Our boys have been so utterly marginalized that the U.S. Attorney General had to sit down and warn his son that he will be profiled. So much space exists between the everyday citizen and the average African-American male that at least one of six jurors found it easier to identify with an adult killer than a slain youth. Young black boys in this region have been considered “the Other” at such a level that thousands have mobilized in St. Charles and Mehlville to keep them out of their schools.
My three sons are “The Other,” and they will be treated as such in this nation.
Any culture that marginalizes a group of its citizens misses out on the gifts and graces of a category of fully expressed humanity. So this culture must change, and cultures change by learning to overcome adaptive challenges. Ronald Heifetz, in Leadership Without Easy Answers, defines an adaptive challenge as a “particular kind of problem where the gap cannot be closed by the application of current technical know-how or routine behavior.”

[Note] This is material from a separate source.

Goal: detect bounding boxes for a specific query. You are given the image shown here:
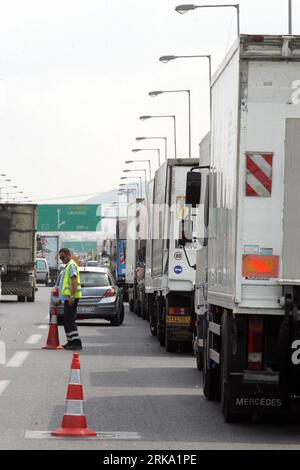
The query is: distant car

In this case, the old repertoire of public gatherings and calls for dialogue will not transform values that cause the “Othering” of African-American youth. Indeed these activities have never worked to move St. Louis beyond its most intractable issues. This work will require thoughtful, innovative leadership and a rigorous communal learning agenda.

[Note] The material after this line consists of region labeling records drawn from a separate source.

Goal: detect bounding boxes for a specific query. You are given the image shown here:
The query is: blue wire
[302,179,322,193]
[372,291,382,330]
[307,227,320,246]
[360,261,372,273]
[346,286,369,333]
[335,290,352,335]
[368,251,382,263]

To black parents and teens trying to navigate public dialogue that objectifies African-American youth, I recommend The Black Male Handbook: A Blueprint for Life by Kevin Powell. The essays within, targeted for young black men but good for all, provide solid counsel on everything from job readiness to how to act when you’re pulled over by the police.
Youth development professionals and all those who nurture youth must enter into the fearless dialogue created by the new book by Gregory Ellison III, Cut Dead But Still Alive: Caring for African American Young Men. Ellison’s research, informed at the intersection of service to youth in-risk and Ivy League preparation to serve the community through the church, invites life-giving affirmation of the identity of young black men.

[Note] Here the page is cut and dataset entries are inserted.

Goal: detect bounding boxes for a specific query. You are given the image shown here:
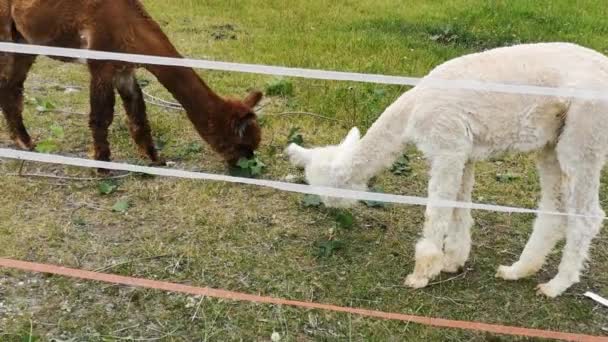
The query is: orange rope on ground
[0,258,608,342]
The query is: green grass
[0,0,608,341]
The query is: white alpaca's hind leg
[538,160,605,298]
[496,148,567,280]
[442,162,475,273]
[405,153,467,288]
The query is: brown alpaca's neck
[130,18,227,138]
[148,66,226,137]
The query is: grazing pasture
[0,0,608,341]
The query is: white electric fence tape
[0,42,608,100]
[0,148,593,217]
[0,42,608,217]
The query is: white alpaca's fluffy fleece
[287,43,608,297]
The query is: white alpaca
[287,43,608,297]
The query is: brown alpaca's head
[209,91,262,166]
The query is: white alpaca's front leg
[442,162,475,273]
[405,153,467,288]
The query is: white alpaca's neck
[349,90,413,183]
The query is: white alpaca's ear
[340,127,361,147]
[285,144,312,167]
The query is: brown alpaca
[0,0,262,164]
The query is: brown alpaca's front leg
[0,0,14,82]
[89,62,115,173]
[114,70,165,165]
[0,55,36,150]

Educators and school administrators (in the Francis Howell, Mehlville, Normandy and Riverview Garden districts, specifically) must quickly bone up on Beverly Daniel Tatum’s Why Are All the Black Kids Sitting Together in the Cafeteria? While this will help you prepare for the realities you now face, it is a productive read to all who want to help St. Louis get over its issues with race and racialized policy.
It is also clear that African-American community leaders in St. Louis need to read Robert Franklin’s 2007 book, Crisis in the Village: Restoring Hope in African American Communities. His suggestion for churches directly engaging incarcerated brothers re-entering the community would go far in overcoming the “Othering” of poor black men by their middle-class counterparts.
Finally, for elected officials, judges and legal advocates who believe the structural barriers to social mobility have been removed from the law, please study The New Jim Crow: Mass Incarceration in the Age of Colorblindness by Michelle Alexander. The work we still must do to afford access to full citizenship for all will be made clear.
In a problem as complex as a crisis of culture, leadership is not talking or immediately acting, but extending the learning agenda. Don’t let the six-week rule for news apply in this case. Let’s extend this teachable moment.
Rev. Starsky D. Wilson is president & CEO of Deaconess Foundation and pastor of Saint John’s United Church of Christ.